We also had a folding table and chairs, played good music on a short-wave radio, had wildflowers in a vase, and a crystal service including the relish bowl. We found our raspberry shortcake a decent follow-up for beefsteaks, French-fried potatoes, and other things that make roughing-it a great pleasure.
We did hear a noise while we were picking raspberries, and looked up to see a bear and two cubs we had disturbed while they were picking raspberries a few feet away. Actually, we didn't fill our pail and our stew-pot, as we had plenty when half-full, so we left enough berries for the bears.
So now it was evensong in the serene beauty of the wilderness, and we were back at Baker Lake, full of our generous supper. We sat by the embers of our fire and listened to the limbs crack as the blackflies settled into the towering trees for slumber. "Always wondered," said I, "where the seeds come from that plant raspberries on stripped land."
Bill said, "However it's done, 'tis well done." And I said I was reminded of my great temptation in the wilderness, except that it was blackberries. Bill said to go ahead, as he thought he'd nod and digest a bit before turning in.
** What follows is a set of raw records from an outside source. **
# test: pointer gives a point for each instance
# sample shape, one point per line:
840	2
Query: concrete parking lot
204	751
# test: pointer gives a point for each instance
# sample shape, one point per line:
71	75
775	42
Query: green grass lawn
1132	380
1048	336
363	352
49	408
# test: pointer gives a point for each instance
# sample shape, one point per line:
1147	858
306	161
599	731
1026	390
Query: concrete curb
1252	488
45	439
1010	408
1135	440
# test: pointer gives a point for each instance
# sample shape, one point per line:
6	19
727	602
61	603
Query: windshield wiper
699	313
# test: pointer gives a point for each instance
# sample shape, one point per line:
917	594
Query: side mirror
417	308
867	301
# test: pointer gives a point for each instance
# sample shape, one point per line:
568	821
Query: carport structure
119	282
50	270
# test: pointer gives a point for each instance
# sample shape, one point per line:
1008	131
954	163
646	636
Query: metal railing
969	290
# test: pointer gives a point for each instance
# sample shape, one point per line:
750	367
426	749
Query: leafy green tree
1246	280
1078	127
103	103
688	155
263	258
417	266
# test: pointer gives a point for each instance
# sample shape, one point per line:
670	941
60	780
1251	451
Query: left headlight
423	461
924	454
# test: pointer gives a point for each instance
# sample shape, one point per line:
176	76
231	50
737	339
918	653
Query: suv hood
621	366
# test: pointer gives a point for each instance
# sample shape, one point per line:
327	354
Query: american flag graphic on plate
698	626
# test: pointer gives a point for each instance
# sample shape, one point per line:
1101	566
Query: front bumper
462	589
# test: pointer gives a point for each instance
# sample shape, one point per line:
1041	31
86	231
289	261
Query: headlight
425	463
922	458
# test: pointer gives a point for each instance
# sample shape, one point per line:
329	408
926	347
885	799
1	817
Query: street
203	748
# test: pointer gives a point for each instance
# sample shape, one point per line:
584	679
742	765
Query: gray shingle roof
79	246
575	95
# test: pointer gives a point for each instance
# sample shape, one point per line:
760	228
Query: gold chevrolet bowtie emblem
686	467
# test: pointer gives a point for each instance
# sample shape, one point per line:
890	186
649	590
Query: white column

I confess as follows:
My grandfather bought a 40-acre woodlot at Skunk's Misery, six miles from his home farm. It was reached by the remains of an old road rather much lost in the woods. Next to his, Lou Jack owned 40 acres of old-growth white pine. I used to go with Gramp on bright winter days to cut hardwood, and we'd always look over and admire the stand of timber on the Jack lot. One year Lou Jack sold his stumpage, and the pines were harvested. Gramp said, "Give it two years, and you'll have the best 40-acre berry patch in Maine!"
And it was so, but blackberries instead of raspberries. Gramp was right. Where had the seeds come from?
Beside the remnant of the road by the stripped land was a church. It hadn't been used in decades, for there was nobody living around-about to use it. I was blackberrying and I walked over. It was open, and had not been visited, I judged, since it was abandoned years ago.
The peaceful serenity was palpable. There I was, alone with the Almighty, with two pails of blackberries on His doorstep while I meditated within. Let me say merely that we had a good visit. The air was stuffy and there was utter silence in the wilderness. And in that wilderness, I, too, was tempted.
On the pulpit of the little church, on the rostrum, was a great Bible. A huge book, it lay open as if the preacher had been looking at it and turned away forever. I approached to see.
It was a handsome volume. The type was oversize, so it could be read easily from 10 feet back, and it must have cost a bundle even a century ago when money was money. Something deep down tempted me in this solemn moment. It was a still small voice, and it said, "Steal it."
But I didn't. It was bulky, I had two buckets of blackberries, and I was afoot. Also, stealing a Bible did seem a bit downright. But I could have stolen it and I resisted temptation.
Had I stolen that Bible, I would have saved it from the collapse of that little old church and the forest fire of 1947.
I told this to Bill at Baker Lake that evening, and Bill said, "So where do you suppose the seeds do come from?"